KAIST researchers have developed a novel nanofiber manufacturing approach referred to as ‘centrifugal multispinning’ that can open the door for the secure and cost-effective mass manufacturing of high-performance polymer nanofibers. This new approach, which has proven as much as a 300 occasions greater nanofiber manufacturing price per hour than that of the traditional electrospinning methodology, has many potential functions together with the event of face masks filters for coronavirus safety.
Nanofibers make good face masks filters as a result of their mechanical interactions with aerosol particles give them a higher means to seize greater than 90% of dangerous particles comparable to advantageous mud and virus-containing droplets.
The affect of the COVID-19 pandemic has additional accelerated the rising demand in recent times for a greater sort of face masks.

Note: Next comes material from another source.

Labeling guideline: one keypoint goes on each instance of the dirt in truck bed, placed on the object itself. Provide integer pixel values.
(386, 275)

A polymer nanofiber-based masks filter that may extra successfully block dangerous particles has additionally been in greater demand because the pandemic continues.
‘Electrospinning’ has been a typical course of used to organize advantageous and uniform polymer nanofibers, however when it comes to security, cost-effectiveness, and mass manufacturing, it has a number of drawbacks. The electrospinning methodology requires a high-voltage electrical area and electrically conductive goal, and this hinders the secure and cost-effective mass manufacturing of polymer nanofibers.
In response to this shortcoming, ‘centrifugal spinning’ that makes use of centrifugal drive as a substitute of excessive voltage to supply polymer nanofibers has been recommended as a safer and less expensive various to the electrospinning. Straightforward scalability is one other benefit, as this expertise solely requires a rotating spinneret and a collector.
Nevertheless, for the reason that present centrifugal force-based spinning expertise employs solely a single rotating spinneret, productiveness is restricted and never a lot greater than that of some superior electrospinning applied sciences comparable to ‘multi-nozzle electrospinning’ and ‘nozzleless electrospinning.’ This drawback persists even when the scale of the spinneret is elevated.
Impressed by these limitations, a analysis staff led by Professor Do Hyun Kim from the Division of Chemical and Biomolecular Engineering at KAIST developed a centrifugal multispinning spinneret with mass-producibility, by sectioning a rotating spinneret into three sub-disks. This research was printed as a entrance cowl article of ACS Macro Letters, Quantity 10, Concern 3 in March 2021.
Utilizing this new centrifugal multispinning spinneret with three sub-disks, the lead creator of the paper PhD candidate Byeong Eun Kwak and his fellow researchers Hyo Jeong Yoo and Eungjun Lee demonstrated the gram-scale manufacturing of varied polymer nanofibers with a most manufacturing price of as much as 25 grams per hour, which is roughly 300 occasions greater than that of the traditional electrospinning system. The manufacturing price of as much as 25 grams of polymer nanofibers per hour corresponds to the manufacturing price of about 30 face masks filters per day in a lab-scale manufacturing system.
By integrating the mass-produced polymer nanofibers into the type of a masks filter, the researchers have been in a position to fabricate face masks which have comparable filtration efficiency with the KF80 and KF94 face masks which are at present out there within the Korean market. The KF80 and KF94 masks have been authorized by the Ministry of Meals and Drug Security of Korea to filter out no less than 80% and 94% of dangerous particles respectively.
“When our system is scaled up from the lab scale to an industrial scale, the large-scale manufacturing of centrifugal multispun polymer nanofibers shall be made doable, and the price of polymer nanofiber-based face masks filters may even be lowered dramatically,” Kwak defined.
Reference: “Giant-Scale Centrifugal Multispinning Manufacturing of Polymer Micro- and Nanofibers for Masks Filter Utility with a Potential of Cospinning Blended Multicomponent Fibers” by Byeong Eun Kwak, Hyo Jeong Yoo, Eungjun Lee and Do Hyun Kim, 17 February 2021, ACS Macro Letters.
This work was supported by the KAIST-funded World Singularity Analysis Program for 2020.